Peek v. Harvey

599 S.W.2d 674, 1980 Tex. App. LEXIS 3422
CourtCourt of Appeals of Texas
DecidedMay 13, 1980
DocketNo. 8785
StatusPublished
Cited by2 cases

This text of 599 S.W.2d 674 (Peek v. Harvey) is published on Counsel Stack Legal Research, covering Court of Appeals of Texas primary law. Counsel Stack provides free access to over 12 million legal documents including statutes, case law, regulations, and constitutions.

Bluebook
Peek v. Harvey, 599 S.W.2d 674, 1980 Tex. App. LEXIS 3422 (Tex. Ct. App. 1980).

Opinion

RAY, Justice.

This is an appeal from a final judgment declaring a local option election void and ordering that a new election be held.

Appellees (contestants), Richard C. Harvey, Claude Martin and R. T. Geary, filed an election contest attacking the validity of a local option election held on April 7,1979, in Annona, Texas, pursuant to Texas Alcoholic Beverage Code § 251.01, et seq. The Commissioner’s Court of Red River County, statutory contestee, filed its reply to the election contest. Appellants (intervenors), Barry J. Peek and Bobby L. Brem, filed their intervention in the election contest asserting a significant financial interest in the outcome of the disputed election. The intervenors filed a plea in abatement seeking to have the cause dismissed on the basis that the action was a collateral attack on an earlier annexation of East Annona by the city council of Annona and that such action was therefore subject to challenge only in a quo warranto proceeding. Alternatively, the appellants contended that if the annexation by the city council was void, as distin[675]*675guished from voidable, then the contestants had failed to demonstrate that they had the required standing to challenge such a void annexation.

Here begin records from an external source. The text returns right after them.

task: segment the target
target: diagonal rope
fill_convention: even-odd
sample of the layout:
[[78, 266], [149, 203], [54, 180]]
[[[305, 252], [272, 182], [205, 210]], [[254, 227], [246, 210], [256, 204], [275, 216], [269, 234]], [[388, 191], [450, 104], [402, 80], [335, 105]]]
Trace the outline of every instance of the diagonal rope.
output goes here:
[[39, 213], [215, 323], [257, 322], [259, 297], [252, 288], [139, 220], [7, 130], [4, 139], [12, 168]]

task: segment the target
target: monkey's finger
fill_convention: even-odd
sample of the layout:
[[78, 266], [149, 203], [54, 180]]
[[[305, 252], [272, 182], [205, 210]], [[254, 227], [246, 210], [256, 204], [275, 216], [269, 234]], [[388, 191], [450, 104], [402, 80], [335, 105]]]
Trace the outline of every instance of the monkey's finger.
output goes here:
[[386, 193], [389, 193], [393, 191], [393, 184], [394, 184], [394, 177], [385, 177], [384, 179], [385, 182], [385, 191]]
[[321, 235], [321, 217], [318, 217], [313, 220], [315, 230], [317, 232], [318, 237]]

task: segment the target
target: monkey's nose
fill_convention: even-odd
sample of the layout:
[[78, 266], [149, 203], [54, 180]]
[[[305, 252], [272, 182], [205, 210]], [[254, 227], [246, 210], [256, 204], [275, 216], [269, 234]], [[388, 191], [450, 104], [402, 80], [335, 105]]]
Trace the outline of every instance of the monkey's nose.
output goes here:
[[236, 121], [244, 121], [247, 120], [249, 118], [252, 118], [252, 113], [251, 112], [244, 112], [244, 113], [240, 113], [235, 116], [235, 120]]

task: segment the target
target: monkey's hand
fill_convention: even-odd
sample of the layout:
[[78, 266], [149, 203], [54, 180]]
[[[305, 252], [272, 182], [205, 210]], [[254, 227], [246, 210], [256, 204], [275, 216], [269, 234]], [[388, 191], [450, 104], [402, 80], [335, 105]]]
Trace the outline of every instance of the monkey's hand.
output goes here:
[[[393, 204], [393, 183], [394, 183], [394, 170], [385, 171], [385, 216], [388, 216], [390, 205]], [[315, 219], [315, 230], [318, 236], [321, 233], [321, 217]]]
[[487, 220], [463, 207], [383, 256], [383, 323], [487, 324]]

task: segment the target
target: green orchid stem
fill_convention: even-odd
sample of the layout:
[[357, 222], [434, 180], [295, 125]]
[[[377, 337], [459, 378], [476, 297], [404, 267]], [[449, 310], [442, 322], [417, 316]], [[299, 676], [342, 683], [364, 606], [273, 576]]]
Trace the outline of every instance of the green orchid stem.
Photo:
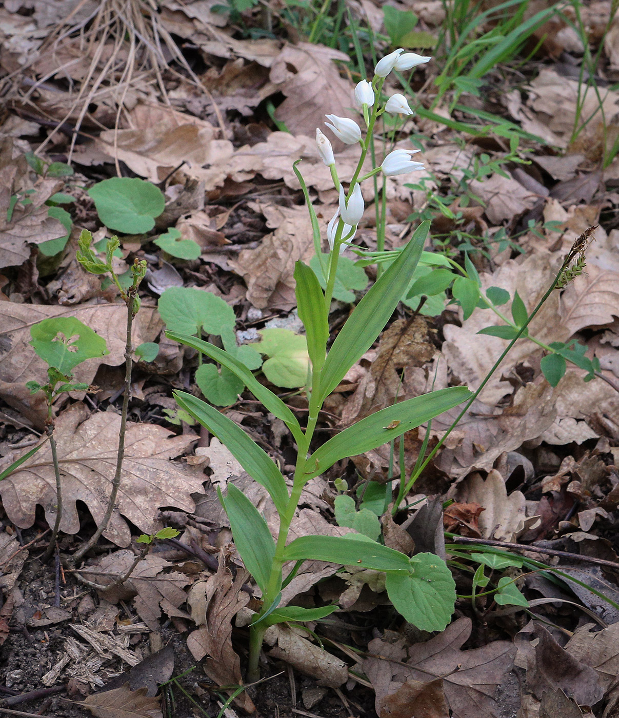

The trial court denied intervenors’ plea in abatement, denied their motion for disqualification of Pat C. Beadle and Pat F. Beadle and proceeded to trial without a jury. The court thereafter entered its judgment that the election was void and ordered a new election to be held. Findings of fact and conclusions of law were filed which essentially found that the Commissioner’s Court of Red River County canvassed the votes and determined that 110 votes were cast in favor of legalizing the sale of all alcoholic beverages for off premises consumption and that 106 persons voted against such proposal; that 19 of the total votes cast were illegal votes because those 19 voters were not residents of the City of Annona; and, that by reason of the fact there was only a 4 vote margin in the election results, the 19 illegal votes constituted such an irregularity in the holding of the election that the true result of the election was impossible to determine.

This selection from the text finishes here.